Chereads / Jeruji Waktu / Chapter 18 - Seorang Pembunuh

Chapter 18 - Seorang Pembunuh

Diriku berhenti sejenak, merasa air mata mulai menetes. Kenangan itu begitu nyata, dan aku bisa merasakan kembali malam itu—perasaan gugup, jantung berdebar, dan percikan-percikan kecil kebahagiaan yang melingkupi kami. Bu Hera tidak menyela, hanya menunggu dengan sabar. Tatapannya menuntunku untuk melanjutkan, Tak lama kemudian Kulanjutkan ceritaku.

----------------

Tahanan

Diriku tak akan pernah lupa saat pertama kali tiba di gedung Polrestabes, seorang polwan mendata data diri, mencap sidik jari, mengambil foto, kemudian meminta ku mengganti pakaian yang ku kenakan dengan seragam tahanan berwarna oranye. Dengan alasan keamanan celana panjang ku di potong sebatas lutut, dan yang paling mengejutkanku, bahkan tak diperbolehkan mengenakan bra berkawat milik ku. Rasanya seperti semua identitasku direnggut. Warnanya mencolok, memanggil perhatian siapa pun, seperti pernyataan keras bahwa aku bersalah, bahkan sebelum pengadilan dimulai.

Saat pertama kali melangkahkan kaki ke dalam sel tahanan, jantungku berdegup kencang. Ruangan itu redup, sempit, dengan bau lembap yang menyengat. Di dalamnya, sekitar dua puluh perempuan duduk berdesakan di lantai, masing-masing dengan tatapan lelah dan pasrah. Begitu diriku masuk, beberapa di antaranya menoleh sebentar, lalu kembali sibuk dengan pikiran mereka sendiri, mungkin sudah terbiasa dengan aliran tahanan baru. 

Diriku diberi alas tidur tipis di pojok ruangan yang terasa dingin dan keras. Tidak ada ruang pribadi, tidak ada tempat untuk benar-benar merasa nyaman.

Aku menggigit bibir, berusaha menahan air mata. Di hari pertama itu diriku tak kuasa menahan tangis, hampir semalam tak bisa tidur.

Di dalam sel, diriku bukan hanya orang baru, tapi juga yang paling muda. Begitu kabar bahwa aku ditahan atas dugaan pembunuhan pacarku menyebar, tatapan mata mereka mulai berubah. Tidak ada belas kasihan; justru yang ada hanyalah rasa ingin tahu yang kejam, seolah kehadiranku memberinya hiburan baru di tengah kebosanan.

Sore itu, saat aku sedang duduk di sudut, seorang perempuan dengan wajah keras mendekatiku. "Jadi, kamu ini 'si pembunuh' itu, ya?" tanyanya sambil menyeringai. salah satu tahanan kasus penipuan. 

"Apa yang terjadi sebenarnya?" tanya perempuan lain yang duduk di sampingnya, yang ditahan karena pencurian. Mereka menatapku dengan mata penuh minat, meski nada suara mereka dingin.

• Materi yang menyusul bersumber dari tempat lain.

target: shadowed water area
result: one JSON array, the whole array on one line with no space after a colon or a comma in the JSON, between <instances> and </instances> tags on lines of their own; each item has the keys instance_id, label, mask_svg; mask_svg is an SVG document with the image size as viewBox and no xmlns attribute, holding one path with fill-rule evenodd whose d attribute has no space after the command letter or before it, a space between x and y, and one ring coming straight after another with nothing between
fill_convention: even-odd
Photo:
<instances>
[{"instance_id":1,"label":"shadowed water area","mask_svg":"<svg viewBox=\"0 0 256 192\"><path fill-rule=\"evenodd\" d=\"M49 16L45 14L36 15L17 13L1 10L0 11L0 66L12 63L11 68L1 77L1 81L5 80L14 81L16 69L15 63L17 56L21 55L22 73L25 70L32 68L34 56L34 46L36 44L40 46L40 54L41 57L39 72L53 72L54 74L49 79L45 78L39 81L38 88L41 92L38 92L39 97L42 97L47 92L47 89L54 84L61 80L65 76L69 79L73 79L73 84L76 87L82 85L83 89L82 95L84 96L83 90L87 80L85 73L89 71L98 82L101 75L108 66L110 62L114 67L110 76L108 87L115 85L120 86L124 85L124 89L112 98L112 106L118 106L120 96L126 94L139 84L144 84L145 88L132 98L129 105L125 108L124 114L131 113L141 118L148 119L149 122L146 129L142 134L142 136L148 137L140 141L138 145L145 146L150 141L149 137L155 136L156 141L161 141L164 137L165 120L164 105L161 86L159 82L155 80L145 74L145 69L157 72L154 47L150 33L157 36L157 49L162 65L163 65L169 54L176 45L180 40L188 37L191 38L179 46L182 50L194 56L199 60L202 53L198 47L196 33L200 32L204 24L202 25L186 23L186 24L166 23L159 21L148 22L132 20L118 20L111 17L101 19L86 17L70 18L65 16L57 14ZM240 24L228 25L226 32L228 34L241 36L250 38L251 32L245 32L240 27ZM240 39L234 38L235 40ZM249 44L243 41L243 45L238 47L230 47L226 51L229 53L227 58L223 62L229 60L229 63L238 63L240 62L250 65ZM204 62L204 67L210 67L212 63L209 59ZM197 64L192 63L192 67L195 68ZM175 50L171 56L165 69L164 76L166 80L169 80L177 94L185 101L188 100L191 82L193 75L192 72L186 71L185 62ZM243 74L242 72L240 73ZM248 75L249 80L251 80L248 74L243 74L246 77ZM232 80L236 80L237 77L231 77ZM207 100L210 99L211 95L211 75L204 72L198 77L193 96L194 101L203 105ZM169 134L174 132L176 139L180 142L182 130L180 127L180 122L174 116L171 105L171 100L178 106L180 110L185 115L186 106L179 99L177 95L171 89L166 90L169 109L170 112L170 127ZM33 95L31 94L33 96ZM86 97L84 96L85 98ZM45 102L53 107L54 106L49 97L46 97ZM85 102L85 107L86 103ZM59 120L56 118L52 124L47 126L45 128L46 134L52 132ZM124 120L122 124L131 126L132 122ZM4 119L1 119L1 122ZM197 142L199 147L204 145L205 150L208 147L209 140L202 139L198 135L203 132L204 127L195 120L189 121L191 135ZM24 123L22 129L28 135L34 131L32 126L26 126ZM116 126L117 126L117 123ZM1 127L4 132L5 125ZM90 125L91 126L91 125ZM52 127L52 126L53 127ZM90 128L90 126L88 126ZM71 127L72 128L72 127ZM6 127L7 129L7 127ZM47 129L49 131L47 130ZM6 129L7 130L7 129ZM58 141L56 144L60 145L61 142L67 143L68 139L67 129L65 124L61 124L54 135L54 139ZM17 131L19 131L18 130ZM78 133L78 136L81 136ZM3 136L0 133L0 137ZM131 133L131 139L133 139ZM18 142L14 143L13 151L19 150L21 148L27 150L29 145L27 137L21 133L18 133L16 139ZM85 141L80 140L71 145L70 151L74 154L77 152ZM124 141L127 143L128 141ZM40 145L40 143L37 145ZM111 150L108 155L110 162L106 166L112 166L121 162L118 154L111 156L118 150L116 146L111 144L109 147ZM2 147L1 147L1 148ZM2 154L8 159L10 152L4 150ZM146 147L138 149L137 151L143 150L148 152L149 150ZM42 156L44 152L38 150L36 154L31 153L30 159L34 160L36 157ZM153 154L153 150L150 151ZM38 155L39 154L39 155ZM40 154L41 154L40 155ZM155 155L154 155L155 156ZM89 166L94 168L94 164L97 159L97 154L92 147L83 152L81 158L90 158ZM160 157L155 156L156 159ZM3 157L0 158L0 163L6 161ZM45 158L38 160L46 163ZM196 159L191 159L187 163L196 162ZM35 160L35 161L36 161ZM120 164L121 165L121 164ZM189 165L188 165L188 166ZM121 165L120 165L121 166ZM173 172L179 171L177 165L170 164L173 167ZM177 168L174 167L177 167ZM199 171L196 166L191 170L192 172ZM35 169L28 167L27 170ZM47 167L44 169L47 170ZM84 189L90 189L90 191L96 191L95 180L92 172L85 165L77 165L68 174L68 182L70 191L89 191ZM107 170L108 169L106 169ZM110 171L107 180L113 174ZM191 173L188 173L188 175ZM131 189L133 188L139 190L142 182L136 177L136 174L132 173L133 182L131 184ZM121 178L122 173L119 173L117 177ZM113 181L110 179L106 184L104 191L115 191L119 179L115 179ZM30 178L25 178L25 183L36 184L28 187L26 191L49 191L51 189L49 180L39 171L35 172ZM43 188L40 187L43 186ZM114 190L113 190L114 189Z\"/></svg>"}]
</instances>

"Aku nggak bersalah," jawabku pelan, menahan desakan rasa takut dan kesal di dadaku. Tapi mereka malah tertawa.

"Alaah, anak baru selalu bilang begitu," ujarnya sambil terkekeh. "Nggak mungkin polisi salah nangkep, ya nggak?" Dia menoleh ke arah tahanan lain, mencari dukungan. Mereka mengangguk atau tersenyum kecil, seolah-olah sudah menghakimiku sejak awal.

"Pacar sendiri kok dibunuh," katanya sambil geleng-geleng kepala. "Kamu pacaran sama orang kaya, ya? Mungkin habis dikasih harta, terus habis manfaatnya kamu buang, begitu?"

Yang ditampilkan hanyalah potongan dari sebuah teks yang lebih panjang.